Wenn es überhaupt dazu kommt.


----------



## yingtao (7. April 2015)

Es gibt von Sony OLED Monitore mit 1080p in verschiedenen Größen und einen mit 4k in 30". Mit 1080p in 25" kostet der Sony BVM-E250A rund 21.500€ und der mit 4k in 30" kostet der Sony BVM-X300 rund 30.000€. Der 25" hat neben den ganzen in der Filmindustrie genutzten Anschlüssen auch einen HDMI Port, der 30" hat nur SDI. Man müsste sich also noch einen Konverter kaufen um da z.B. einen PC anzuschließen. Einsatzort ist aktuell um Filmaufnahmen direkt am Set zu begutachten oder halt beim Schnitt. Der Monitor wird auf Bestellung gefertigt und hat entsprechend lange Lieferzeiten.

Sonst gibt es nur die OLED Fernseher. OLED ist eigentlich eine tolle Technik aber wie schon gesagt wurde gibt es zum einen das Problem mit der geringen Ausbeute bei großen Displays und das Problem mit der Abnutzung.
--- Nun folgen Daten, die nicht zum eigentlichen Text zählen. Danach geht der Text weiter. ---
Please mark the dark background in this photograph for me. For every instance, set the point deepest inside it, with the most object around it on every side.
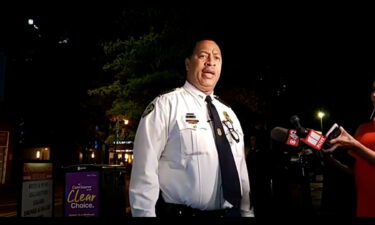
(324, 60)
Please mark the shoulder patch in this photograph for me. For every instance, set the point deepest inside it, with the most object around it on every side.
(166, 92)
(220, 100)
(148, 109)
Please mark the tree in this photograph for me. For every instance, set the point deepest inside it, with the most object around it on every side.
(142, 67)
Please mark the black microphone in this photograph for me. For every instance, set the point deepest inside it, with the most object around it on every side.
(301, 131)
(288, 137)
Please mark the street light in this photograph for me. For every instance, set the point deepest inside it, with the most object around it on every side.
(321, 114)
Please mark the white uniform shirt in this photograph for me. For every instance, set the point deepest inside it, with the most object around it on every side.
(175, 151)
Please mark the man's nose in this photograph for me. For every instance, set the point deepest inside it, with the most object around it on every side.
(210, 61)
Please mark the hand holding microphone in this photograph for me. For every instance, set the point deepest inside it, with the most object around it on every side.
(344, 140)
(310, 137)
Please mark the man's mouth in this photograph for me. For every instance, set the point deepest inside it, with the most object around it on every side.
(209, 73)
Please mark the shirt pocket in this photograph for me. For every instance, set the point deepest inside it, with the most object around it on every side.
(192, 141)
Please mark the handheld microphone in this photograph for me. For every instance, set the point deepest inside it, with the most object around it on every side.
(314, 138)
(301, 131)
(288, 137)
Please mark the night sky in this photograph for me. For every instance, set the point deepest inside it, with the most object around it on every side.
(326, 62)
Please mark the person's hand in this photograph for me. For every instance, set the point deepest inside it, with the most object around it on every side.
(344, 140)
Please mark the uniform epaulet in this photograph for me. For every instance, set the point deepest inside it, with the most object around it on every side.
(220, 100)
(166, 92)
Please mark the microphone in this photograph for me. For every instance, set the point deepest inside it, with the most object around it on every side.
(310, 137)
(288, 137)
(314, 138)
(301, 131)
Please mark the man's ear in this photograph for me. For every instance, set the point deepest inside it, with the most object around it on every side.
(187, 64)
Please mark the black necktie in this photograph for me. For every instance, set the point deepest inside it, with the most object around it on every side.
(229, 175)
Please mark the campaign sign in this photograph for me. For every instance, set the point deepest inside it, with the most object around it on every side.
(81, 194)
(37, 186)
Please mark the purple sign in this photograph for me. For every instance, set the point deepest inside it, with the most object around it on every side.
(81, 194)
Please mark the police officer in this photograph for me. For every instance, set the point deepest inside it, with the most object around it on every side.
(175, 150)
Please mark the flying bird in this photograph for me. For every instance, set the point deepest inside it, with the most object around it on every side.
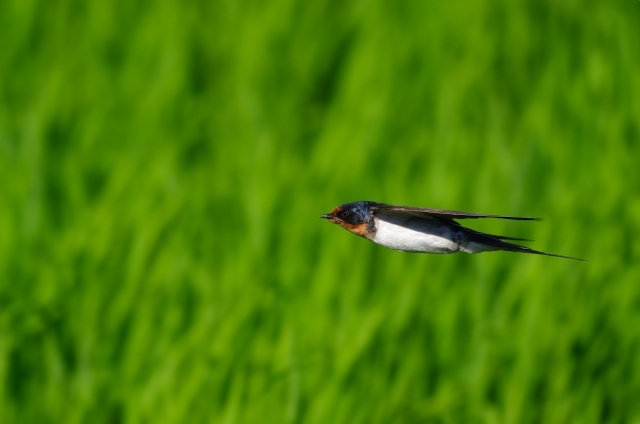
(424, 230)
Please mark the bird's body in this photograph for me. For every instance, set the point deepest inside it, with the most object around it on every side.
(422, 230)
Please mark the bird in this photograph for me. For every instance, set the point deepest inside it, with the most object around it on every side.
(424, 230)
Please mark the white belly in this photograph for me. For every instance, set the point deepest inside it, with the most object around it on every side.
(414, 235)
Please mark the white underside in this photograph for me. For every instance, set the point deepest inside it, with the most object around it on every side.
(412, 234)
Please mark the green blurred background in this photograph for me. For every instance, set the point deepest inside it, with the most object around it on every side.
(163, 165)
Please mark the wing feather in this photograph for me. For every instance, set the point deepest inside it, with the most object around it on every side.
(443, 213)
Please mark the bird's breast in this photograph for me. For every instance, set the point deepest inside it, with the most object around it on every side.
(412, 234)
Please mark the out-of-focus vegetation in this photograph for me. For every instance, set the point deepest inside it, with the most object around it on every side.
(163, 165)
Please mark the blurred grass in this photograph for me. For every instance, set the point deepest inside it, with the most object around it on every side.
(163, 164)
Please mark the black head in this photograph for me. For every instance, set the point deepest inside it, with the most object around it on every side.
(354, 213)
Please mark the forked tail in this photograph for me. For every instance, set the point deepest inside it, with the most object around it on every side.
(498, 243)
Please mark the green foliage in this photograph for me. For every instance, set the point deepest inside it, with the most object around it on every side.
(163, 165)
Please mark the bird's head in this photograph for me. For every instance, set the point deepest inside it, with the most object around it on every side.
(352, 216)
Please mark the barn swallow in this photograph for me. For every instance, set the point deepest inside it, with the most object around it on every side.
(424, 230)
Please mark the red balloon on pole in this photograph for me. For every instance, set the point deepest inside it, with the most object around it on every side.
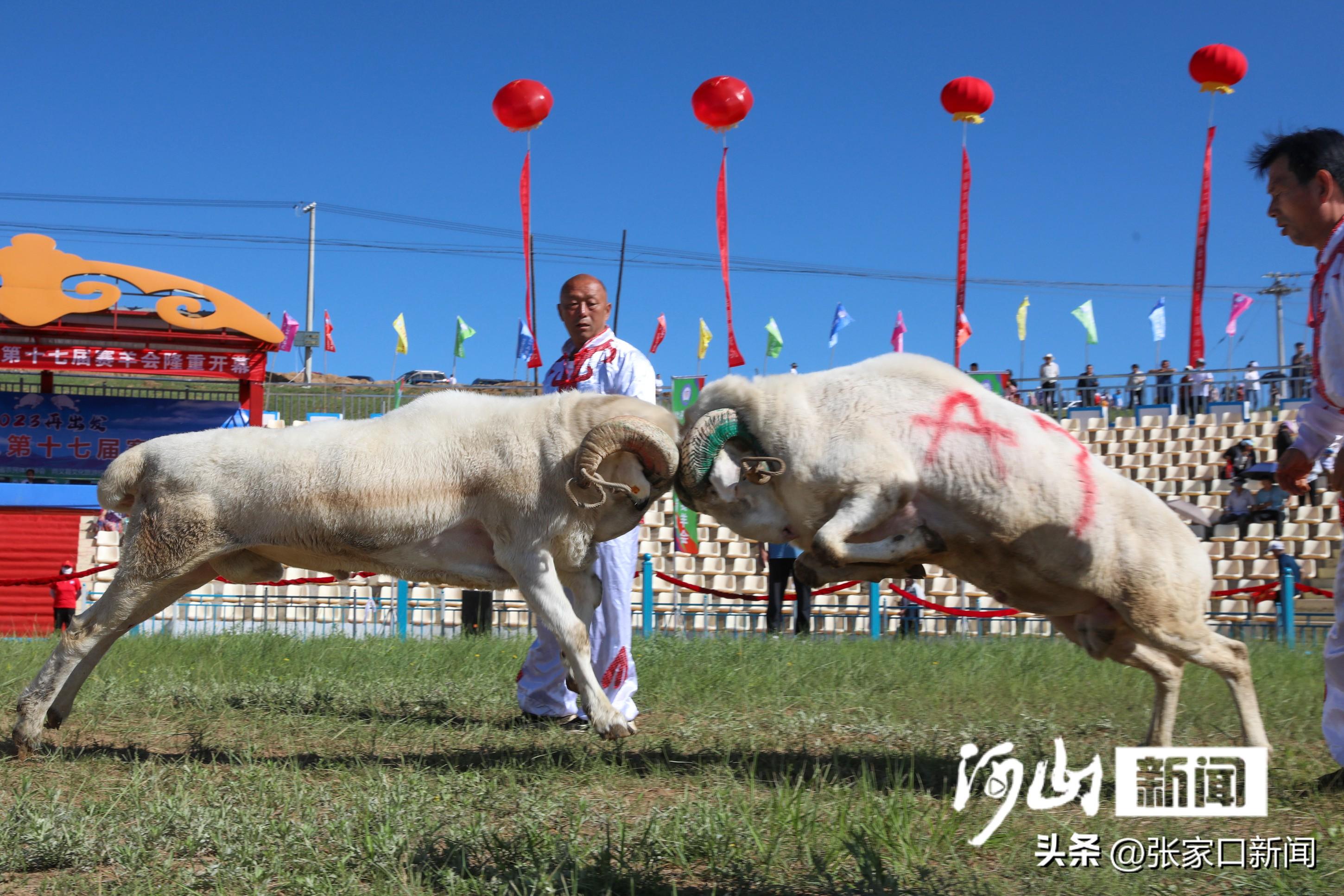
(522, 105)
(968, 99)
(1217, 68)
(722, 102)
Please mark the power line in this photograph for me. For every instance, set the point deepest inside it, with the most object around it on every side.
(580, 249)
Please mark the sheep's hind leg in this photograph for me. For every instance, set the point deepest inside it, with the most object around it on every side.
(538, 581)
(160, 599)
(129, 599)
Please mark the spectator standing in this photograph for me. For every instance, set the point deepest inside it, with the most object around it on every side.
(1284, 438)
(1136, 386)
(1049, 383)
(1252, 381)
(1187, 391)
(1163, 383)
(1088, 388)
(596, 362)
(1237, 508)
(780, 559)
(1299, 371)
(1306, 186)
(65, 598)
(1203, 388)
Beim Samsung Galaxy S2 hat man das sehr gut beobachten können wo das Bild mehr und mehr in Richtung grünlich gewechselt ist.


----------



## JoM79 (7. April 2015)

Naja das sind aber halt keine Mainstream tauglichen Monitore.
Selbst für 500€ wäre ein 1080p noch überteuert.


----------



## Superwip (7. April 2015)

Das es OLED TVs gibt aber keine OLED Bildschirme ist erstaunlich denn prinzipiell ist eines der Schlüsselprobleme der OLED Technik das der Preis im Gegensatz zu LCDs etwa proportional zur Bildfläche ist womit speziell große Bildschirme (und erst recht große TVs) sehr teuer sind.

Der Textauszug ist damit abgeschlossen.